On Saturday, June 6, NHS nurse Harriet Sperling became the latest bride to marry into the Royal Family when she tied the knot with Princess Anne's son, Peter Phillips. A number of people without royal backgrounds or familial connections have married into the British Royal Family in recent decades. According to one royal biographer, one such royal bride was declared as being "the embodiment of a princess," despite not growing up within the Royal Family.
In the book My Mother and I, royal expert and biographer Ingrid Seward shared, "Prince William married Catherine Middleton [on April 29, 2011], who turned out to be the embodiment of a princess without having a drop of royal blood."

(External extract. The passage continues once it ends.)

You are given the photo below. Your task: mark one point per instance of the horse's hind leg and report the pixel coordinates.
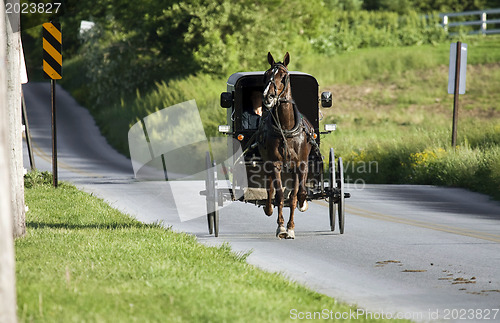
(268, 208)
(290, 228)
(302, 194)
(280, 199)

Seward continued, "Her very ordinariness made her perfect, and The Queen was pleased that the troubled childhood William had experienced was turned around with the support of the strong woman Catherine turned out to be."

According to Seward, Princess Kate was such a great fit for the Royal Family that she helped secure the institution's future when she married Prince William.
"The power of the monarchy may have been whittled away but it remains central to the British constitution, and it will be up to William and his father to keep it there," Seward shared. "King Charles, as The Queen knew, was the right person to keep the monarchy on track and, with the support of his wife Camilla, prepare it for William as she and Prince Philip had prepared it for him."

Essentially, Princess Kate's role as the future Queen makes her royal wedding more important than most.